実はこの二人、かんざきさんじゅうはっさいとすているさんじゅうよんさいなのである。
俺よりも身長がでかい二人だが、年上の神裂はいいとしても、ステイルに抜かされているのは正直悔しい。
「…インデックスは?」
「…まだです。居場所が点々と素早く動くので私たちも行方がつかめずにいます」
「あの早さには恐れ入るよ…まったく…」
神崎は少しだけ、顔をうつむかせて暗めに言葉を発し、ステイルは呆れたように言葉を発する。
「…まぁ、確かに大変だよな……、その仕事……」
俺は一昨年、その仕事を経験している。とにかく大変だったのを覚えてる。その時の相棒は土御門の野郎だったし、何よりインデックスの抵抗が大変だった記憶だ。

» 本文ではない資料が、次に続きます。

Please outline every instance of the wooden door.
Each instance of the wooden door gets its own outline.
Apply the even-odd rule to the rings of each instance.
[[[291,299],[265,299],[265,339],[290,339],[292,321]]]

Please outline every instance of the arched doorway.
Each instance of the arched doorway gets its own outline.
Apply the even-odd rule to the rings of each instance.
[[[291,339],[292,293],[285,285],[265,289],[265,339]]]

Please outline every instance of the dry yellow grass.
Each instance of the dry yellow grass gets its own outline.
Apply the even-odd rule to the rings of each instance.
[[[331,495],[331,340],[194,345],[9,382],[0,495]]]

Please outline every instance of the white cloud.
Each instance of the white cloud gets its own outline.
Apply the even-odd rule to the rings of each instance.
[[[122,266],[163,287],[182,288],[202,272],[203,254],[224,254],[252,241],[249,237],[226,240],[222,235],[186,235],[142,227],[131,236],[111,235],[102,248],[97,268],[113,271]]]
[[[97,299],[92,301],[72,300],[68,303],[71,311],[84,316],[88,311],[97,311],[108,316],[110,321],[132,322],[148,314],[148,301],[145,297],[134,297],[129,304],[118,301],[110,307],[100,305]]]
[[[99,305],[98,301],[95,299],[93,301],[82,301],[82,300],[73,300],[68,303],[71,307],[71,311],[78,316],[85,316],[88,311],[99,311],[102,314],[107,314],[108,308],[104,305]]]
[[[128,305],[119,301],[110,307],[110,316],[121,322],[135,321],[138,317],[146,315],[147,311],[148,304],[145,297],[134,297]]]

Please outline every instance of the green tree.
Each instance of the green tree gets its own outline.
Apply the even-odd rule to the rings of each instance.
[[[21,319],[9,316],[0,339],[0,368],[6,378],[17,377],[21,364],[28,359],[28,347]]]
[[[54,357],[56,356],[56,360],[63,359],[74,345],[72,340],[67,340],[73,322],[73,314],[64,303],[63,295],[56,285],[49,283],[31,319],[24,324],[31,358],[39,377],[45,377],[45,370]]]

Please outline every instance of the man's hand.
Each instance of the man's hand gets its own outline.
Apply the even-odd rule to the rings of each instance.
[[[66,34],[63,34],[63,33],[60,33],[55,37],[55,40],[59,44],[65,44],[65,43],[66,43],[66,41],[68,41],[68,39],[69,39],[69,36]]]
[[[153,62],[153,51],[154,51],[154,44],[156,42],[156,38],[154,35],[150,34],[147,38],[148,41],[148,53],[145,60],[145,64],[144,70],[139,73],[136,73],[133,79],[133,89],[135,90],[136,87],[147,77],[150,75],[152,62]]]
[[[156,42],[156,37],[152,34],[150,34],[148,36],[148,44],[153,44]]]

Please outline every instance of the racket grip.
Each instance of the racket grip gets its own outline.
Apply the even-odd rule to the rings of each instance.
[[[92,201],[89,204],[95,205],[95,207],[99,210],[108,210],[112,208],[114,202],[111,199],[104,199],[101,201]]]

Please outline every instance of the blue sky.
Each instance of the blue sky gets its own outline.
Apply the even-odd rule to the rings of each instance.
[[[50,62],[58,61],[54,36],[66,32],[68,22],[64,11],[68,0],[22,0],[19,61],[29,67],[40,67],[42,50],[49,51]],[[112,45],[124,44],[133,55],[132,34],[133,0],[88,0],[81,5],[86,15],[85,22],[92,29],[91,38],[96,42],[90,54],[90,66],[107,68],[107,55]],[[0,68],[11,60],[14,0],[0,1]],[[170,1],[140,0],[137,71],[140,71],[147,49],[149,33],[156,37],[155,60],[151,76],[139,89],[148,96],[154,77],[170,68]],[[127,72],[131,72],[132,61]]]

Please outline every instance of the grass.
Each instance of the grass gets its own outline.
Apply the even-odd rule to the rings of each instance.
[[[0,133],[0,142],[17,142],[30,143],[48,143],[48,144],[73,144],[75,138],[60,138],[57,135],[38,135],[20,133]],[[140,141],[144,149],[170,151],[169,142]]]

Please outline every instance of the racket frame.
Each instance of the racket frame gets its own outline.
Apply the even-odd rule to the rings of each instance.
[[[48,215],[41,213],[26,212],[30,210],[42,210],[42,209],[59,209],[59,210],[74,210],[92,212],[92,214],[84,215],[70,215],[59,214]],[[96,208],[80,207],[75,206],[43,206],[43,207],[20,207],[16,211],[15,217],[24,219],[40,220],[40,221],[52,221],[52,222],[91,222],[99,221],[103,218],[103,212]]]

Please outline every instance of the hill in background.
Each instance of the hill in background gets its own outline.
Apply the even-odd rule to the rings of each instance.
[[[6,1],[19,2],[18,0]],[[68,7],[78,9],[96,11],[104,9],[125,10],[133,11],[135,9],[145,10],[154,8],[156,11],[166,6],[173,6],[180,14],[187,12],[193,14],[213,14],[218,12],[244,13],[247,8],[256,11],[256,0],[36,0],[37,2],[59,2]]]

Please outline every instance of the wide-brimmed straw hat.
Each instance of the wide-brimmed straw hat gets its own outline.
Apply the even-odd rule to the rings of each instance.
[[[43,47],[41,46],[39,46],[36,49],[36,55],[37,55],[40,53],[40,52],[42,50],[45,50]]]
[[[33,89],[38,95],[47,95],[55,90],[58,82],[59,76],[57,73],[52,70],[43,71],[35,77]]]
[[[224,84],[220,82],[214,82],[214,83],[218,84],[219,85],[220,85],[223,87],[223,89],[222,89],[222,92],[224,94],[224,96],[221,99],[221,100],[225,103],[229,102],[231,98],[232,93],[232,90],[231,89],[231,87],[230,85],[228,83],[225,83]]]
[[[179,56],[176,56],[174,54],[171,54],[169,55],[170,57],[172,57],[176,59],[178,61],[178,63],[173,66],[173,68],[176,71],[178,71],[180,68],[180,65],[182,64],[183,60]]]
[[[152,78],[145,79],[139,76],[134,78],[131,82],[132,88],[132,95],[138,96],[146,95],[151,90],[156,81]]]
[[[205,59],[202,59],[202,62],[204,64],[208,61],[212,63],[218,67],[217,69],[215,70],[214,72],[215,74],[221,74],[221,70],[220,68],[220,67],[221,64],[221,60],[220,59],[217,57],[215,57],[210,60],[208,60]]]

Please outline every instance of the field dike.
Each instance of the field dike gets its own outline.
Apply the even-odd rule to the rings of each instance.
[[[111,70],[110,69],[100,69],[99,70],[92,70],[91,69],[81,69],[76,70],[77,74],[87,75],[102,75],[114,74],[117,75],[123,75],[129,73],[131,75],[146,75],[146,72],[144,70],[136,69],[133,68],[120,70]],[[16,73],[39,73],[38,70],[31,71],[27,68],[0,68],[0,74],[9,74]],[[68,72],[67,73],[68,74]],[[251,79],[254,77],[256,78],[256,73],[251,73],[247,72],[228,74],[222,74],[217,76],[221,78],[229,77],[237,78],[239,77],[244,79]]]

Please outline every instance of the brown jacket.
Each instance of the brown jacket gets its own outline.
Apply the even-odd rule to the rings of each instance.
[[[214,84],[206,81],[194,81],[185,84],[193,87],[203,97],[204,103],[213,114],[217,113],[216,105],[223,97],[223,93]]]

「でも、あの時は直ぐに仕事終わったじゃないですか……」
「そういえば、あの時何の魔術を使ったんだ?」
「ばっかお前。能力者の俺が魔術使うと血へど吐くんだぞ?魔術は使ってねぇよ。まじキッツイからな」
「じゃあ何をしたんだい?」
「……魔術使って血反吐吐きました…」
「…フッ」
「おい。笑っただろ。ステイル。笑ったよね?」
「…笑うわけないだろ」
そういいつつ、肩がピクピク動くのはやめてもらえませんかねぇ。完全に笑ってるようにしか見えないから。
「…それじゃあ、僕は探しに行くとするよ」
「ああ」
そういい、ステイルは俺の部屋を出て、インデックス探しに出かける。
「神裂は?」
「私はまだ」
「そうか…」
「………」
「………」
会話が続かない! 俺らの関係といったら天草式の時の
その時、ガチャリと扉が開く。ステイルかと一瞬思ったが、探しにいったばかりなのでそれはないと思った。

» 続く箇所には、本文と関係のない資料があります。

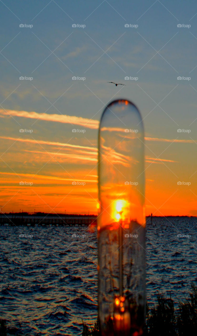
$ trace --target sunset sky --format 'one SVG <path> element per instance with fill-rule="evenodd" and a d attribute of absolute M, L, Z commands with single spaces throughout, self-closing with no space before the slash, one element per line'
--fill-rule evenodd
<path fill-rule="evenodd" d="M 6 0 L 0 12 L 2 211 L 96 214 L 99 121 L 121 98 L 143 119 L 146 215 L 197 215 L 196 1 Z"/>

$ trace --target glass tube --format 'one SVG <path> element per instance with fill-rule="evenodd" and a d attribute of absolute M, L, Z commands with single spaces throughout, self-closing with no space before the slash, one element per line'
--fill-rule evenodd
<path fill-rule="evenodd" d="M 144 132 L 125 99 L 104 110 L 99 134 L 98 316 L 102 335 L 143 333 L 145 297 Z"/>

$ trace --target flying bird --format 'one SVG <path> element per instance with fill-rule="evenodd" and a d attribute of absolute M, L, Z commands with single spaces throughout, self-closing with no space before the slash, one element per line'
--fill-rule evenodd
<path fill-rule="evenodd" d="M 119 83 L 117 84 L 117 83 L 114 83 L 113 82 L 108 82 L 108 83 L 113 83 L 113 84 L 115 84 L 116 86 L 117 86 L 117 85 L 125 85 L 125 84 L 121 84 L 121 83 Z"/>

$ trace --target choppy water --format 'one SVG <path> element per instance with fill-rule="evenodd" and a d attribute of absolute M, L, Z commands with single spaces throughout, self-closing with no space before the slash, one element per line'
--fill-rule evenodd
<path fill-rule="evenodd" d="M 162 290 L 177 301 L 187 295 L 191 281 L 197 284 L 197 218 L 150 222 L 147 298 L 153 302 Z M 82 319 L 90 324 L 97 316 L 95 228 L 0 228 L 0 317 L 20 336 L 81 335 Z M 73 237 L 74 233 L 85 237 Z"/>

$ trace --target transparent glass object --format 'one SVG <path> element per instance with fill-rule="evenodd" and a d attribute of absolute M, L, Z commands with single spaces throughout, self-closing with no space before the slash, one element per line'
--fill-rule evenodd
<path fill-rule="evenodd" d="M 134 104 L 114 100 L 99 135 L 98 315 L 102 335 L 142 335 L 145 321 L 144 132 Z"/>

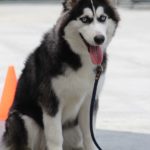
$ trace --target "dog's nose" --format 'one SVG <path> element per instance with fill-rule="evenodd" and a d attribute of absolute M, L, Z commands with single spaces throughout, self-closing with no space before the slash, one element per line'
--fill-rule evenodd
<path fill-rule="evenodd" d="M 105 37 L 103 35 L 97 35 L 94 37 L 94 41 L 96 44 L 103 44 L 105 41 Z"/>

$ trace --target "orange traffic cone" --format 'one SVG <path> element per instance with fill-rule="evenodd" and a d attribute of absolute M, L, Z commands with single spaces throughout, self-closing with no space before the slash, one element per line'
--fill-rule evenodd
<path fill-rule="evenodd" d="M 13 103 L 16 91 L 17 79 L 13 66 L 8 68 L 2 99 L 0 103 L 0 120 L 6 120 L 9 109 Z"/>

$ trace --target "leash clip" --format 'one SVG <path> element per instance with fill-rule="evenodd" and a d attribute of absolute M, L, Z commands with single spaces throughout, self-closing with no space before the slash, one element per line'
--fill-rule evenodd
<path fill-rule="evenodd" d="M 96 68 L 96 77 L 95 77 L 96 80 L 99 80 L 100 75 L 102 74 L 103 71 L 104 71 L 104 69 L 103 69 L 102 65 L 97 66 L 97 68 Z"/>

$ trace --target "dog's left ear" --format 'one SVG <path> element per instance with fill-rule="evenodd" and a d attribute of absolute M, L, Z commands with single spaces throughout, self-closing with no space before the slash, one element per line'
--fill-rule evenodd
<path fill-rule="evenodd" d="M 71 10 L 76 5 L 77 2 L 78 0 L 65 0 L 63 2 L 64 11 Z"/>

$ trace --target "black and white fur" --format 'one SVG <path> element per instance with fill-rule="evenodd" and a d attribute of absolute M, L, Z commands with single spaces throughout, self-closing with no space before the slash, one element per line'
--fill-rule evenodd
<path fill-rule="evenodd" d="M 89 18 L 92 21 L 87 22 Z M 106 48 L 118 22 L 118 13 L 107 0 L 63 3 L 56 25 L 27 59 L 6 121 L 1 150 L 96 149 L 89 130 L 96 66 L 91 62 L 87 43 L 103 49 L 100 92 L 107 64 Z M 101 43 L 94 40 L 97 35 L 103 36 Z"/>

俺の部屋に訪れたのは、大きい胸と長い金髪を揺らし、常盤台中学の制服を着ている少女、食蜂操折がそこにいた。あ、来るなって伝えるの忘れてた。
「………」
「………」
「………」
三人とも沈黙。神裂と操折は少し驚いた表情、俺は戸惑った表情をしていることだろう。
「「比企谷(八幡)この女の子(女)は?」」
「……まぁ、そんなこと気にするほどでも…」
「「あります(ある)」」
「……はい」
俺はこの後、修羅場に遭遇してしまうのだが、それはまた、別の話。
だが、こんな科学と魔術の衝突なんて、小さいものだろう。
俺はどんどん巻き込まれていく。魔術サイドと科学サイドのいざこざに。そして、ついに、魔術と科学が交差し始める─────。